Floating Point and Wide Registers

Robert Gamble · Aug 21, 2006

Robert Gamble schrieb:
<snip: Cast to double should force the value to type double
and appropriate truncation but does not>

Your interpretation is correct; in fact, even -ffloat-store is not
always enough to force gcc to conforming behaviour; see, for example, a
similar question by myself,
http://groups.google.de/group/comp.lang.c/browse_frm/thread/ed30d2f1380f0f1

This is a truly annoying feature of gcc.

Thanks for the response. It's unfortunate that gcc doesn't follow the
Standard in this regard, the -ffloat-store option inhibits storing any
floating point variables in registers which is overkill for those who just
want explicit narowing conversions to be honored. Hopefully this will be
addressed before c99-compliance is deemed complete but I won't hold my
breath.

Robert Gamble

Robert Gamble · Aug 21, 2006

The output for the lcc-win32 compiler is:

d3 != d1 * d2 // OK
d3 != (double) (d1 * d2) // This is the problem
fdim == 0 // OK

Why?

Because the result of d1 * d2 is already of type double, and the
compiler (probably like gcc) thinks that any cast to the same type
is a NOP (no operation).

That's what I figured.

If you write:
int a,b;

b = (int)((int)a + (int)b);

the same code will be generated as if you had written:

b = a+b;

But in this case that's okay because the relevant issues involved with
floating point dont apply to integer arithmetic.
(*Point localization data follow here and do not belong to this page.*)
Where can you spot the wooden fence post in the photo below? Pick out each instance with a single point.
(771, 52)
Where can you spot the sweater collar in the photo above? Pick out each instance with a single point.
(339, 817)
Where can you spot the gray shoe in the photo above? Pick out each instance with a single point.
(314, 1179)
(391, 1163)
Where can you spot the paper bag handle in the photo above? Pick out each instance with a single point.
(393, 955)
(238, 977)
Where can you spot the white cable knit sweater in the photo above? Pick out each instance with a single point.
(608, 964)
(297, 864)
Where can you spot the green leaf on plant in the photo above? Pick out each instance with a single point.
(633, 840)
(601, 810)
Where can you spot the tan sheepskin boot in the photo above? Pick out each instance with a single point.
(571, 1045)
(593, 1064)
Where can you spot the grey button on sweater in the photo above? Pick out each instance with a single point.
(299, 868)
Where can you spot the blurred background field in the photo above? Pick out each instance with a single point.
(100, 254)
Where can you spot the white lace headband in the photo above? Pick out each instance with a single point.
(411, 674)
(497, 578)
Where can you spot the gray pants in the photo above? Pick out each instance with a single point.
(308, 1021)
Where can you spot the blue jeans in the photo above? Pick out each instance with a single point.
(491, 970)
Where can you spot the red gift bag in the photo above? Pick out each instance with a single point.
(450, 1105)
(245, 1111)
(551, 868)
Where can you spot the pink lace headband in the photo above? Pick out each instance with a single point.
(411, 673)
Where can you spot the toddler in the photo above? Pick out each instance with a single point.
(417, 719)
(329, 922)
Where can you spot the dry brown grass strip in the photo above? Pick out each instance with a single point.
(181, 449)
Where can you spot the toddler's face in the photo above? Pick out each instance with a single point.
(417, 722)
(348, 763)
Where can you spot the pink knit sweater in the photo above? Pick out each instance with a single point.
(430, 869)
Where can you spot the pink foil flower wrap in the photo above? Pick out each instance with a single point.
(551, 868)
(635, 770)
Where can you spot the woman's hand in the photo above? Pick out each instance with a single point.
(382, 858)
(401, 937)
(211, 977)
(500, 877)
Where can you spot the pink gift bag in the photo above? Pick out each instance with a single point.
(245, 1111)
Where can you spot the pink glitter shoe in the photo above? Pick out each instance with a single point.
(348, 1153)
You are correct that this is not what the compiler should do, and it is
a bug, a cast to double should do a cast.

Either gcc doesn't properly identify the fact that not applying the cast
can result in different behavior or they just don't care. In any case it
would be nice if they either fixed this or at least better advertised the
fact that even in a conforming mode this isn't handled properly and
directed users to the -ffloat-store option.

If you change the comparison to

if (d3 == (double) (float)(d1 * d2))

THEN the result is

d3 == (double) (d1 * d2);

because lcc-win32 forces the cast since float != double.

Assuming that float has less precision than double this shouldn't be the
case in general. The cast to float may cause precision to be permanently
lost making its value no longer equivalent to d3 which was not cast to
float.

Robert Gamble

Robert Gamble · Aug 21, 2006

I was thinking briefly about this matter the other day, and trying
to decide whether sort() could be counted upon. If floating point
equality tests are dubious, are relative relationship tests not
dubious as well?

This is actually what precipitated my original post. I wrote a routine a
while ago to sort an array of doubles but performed arithmetic on the
values and used the result for the sort order. A simplified example would
look something like this:

double da1[10];
double da2[10];
int x, y;
....
if (da1[x]/da2[x] <= da1[y]/da2[y])
/* sorting code */
else
/* sorting code */

The problem was that given all the same values, the result of
evaluating the conditional expression could be different depending on
which values were kept in the wide register and which were narrowed in a
particular evaluation. This of couse would cause the sort function to fail
miserably. This is not at all unexpected and given the range of the
possible values in the array was fixed by replacing the if statement with
something like:

if (da1[y]/da2[y] - da1[x]/da2[x] > 0.001)
...

In general though, this isn't a great solution and I think that properly
placed casts should work, provided the implementation conforms to C99
(which gcc apparently does not in this case).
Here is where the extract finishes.